Extending the Assembler Loop

This builds on the assembler code from last post.
The target output is:

Loop: 00
Loop: 01
Loop: 02
Loop: 03
Loop: 04
Loop: 05
Loop: 06
Loop: 07
Loop: 08
Loop: 09
Loop: 10
Loop: 11
Loop: 12
Loop: 13
Loop: 14
Loop: 15
Loop: 16
Loop: 17
Loop: 18
Loop: 19
Loop: 20
Loop: 21
Loop: 22
Loop: 23
Loop: 24
Loop: 25
Loop: 26
Loop: 27
Loop: 28
Loop: 29

In order to extend this code to work on numbers more than one digit in size we need to separate it so that we can add the offset to every digit in the number, and then stuff that back into the appropriate place in the message.

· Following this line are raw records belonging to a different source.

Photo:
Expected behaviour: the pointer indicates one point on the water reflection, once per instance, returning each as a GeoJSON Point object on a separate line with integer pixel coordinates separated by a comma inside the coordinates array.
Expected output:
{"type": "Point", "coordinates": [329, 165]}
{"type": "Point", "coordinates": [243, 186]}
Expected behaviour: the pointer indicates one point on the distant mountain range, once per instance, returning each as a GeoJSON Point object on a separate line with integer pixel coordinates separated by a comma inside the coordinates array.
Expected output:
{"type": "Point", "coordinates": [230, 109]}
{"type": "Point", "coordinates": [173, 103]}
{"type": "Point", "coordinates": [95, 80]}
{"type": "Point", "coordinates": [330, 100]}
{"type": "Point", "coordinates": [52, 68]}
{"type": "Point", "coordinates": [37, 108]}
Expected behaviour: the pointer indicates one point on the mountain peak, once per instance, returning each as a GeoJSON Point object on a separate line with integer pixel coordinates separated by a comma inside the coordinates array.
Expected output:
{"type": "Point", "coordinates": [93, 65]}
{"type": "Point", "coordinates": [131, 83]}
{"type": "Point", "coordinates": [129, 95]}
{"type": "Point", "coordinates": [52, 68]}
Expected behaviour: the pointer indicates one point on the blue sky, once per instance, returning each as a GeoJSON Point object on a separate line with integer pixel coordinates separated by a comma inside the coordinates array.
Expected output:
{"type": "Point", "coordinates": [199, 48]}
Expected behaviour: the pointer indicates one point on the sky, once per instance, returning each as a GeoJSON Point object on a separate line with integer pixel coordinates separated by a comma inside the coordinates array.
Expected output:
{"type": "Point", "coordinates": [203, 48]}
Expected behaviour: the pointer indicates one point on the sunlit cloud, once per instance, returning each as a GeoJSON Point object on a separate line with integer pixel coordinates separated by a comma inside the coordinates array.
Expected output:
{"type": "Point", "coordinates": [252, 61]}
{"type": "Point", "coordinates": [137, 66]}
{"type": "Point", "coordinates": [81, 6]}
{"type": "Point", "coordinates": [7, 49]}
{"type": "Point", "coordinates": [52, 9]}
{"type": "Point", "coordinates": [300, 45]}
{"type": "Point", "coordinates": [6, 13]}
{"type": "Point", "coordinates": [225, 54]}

In x86_64 we have to use the div command to divide the counter by 10 in order to separate the digits. To do this we first need to zero the rdx register. Then we need to move our index into rax, and our divisor into a register. Finally we can call div %r10, which will replace rax with the result, it will also put the remainder into rdx. This gives use what we need to add offset and stuff the results into message, like we did previously.

The aarch64 code is again easier to write than the x86_64 code. We can divide on any registers, so we put our divisor in a register and divide our iterator by that. The result of this can be stored in any register we want. This removes the setup we had to do for x86_64. However this does not calculate the remainder for us like in X86_64. In order to do that we use msub (msub result, quotient, divisor, dividend), and then we can do our message stuffing.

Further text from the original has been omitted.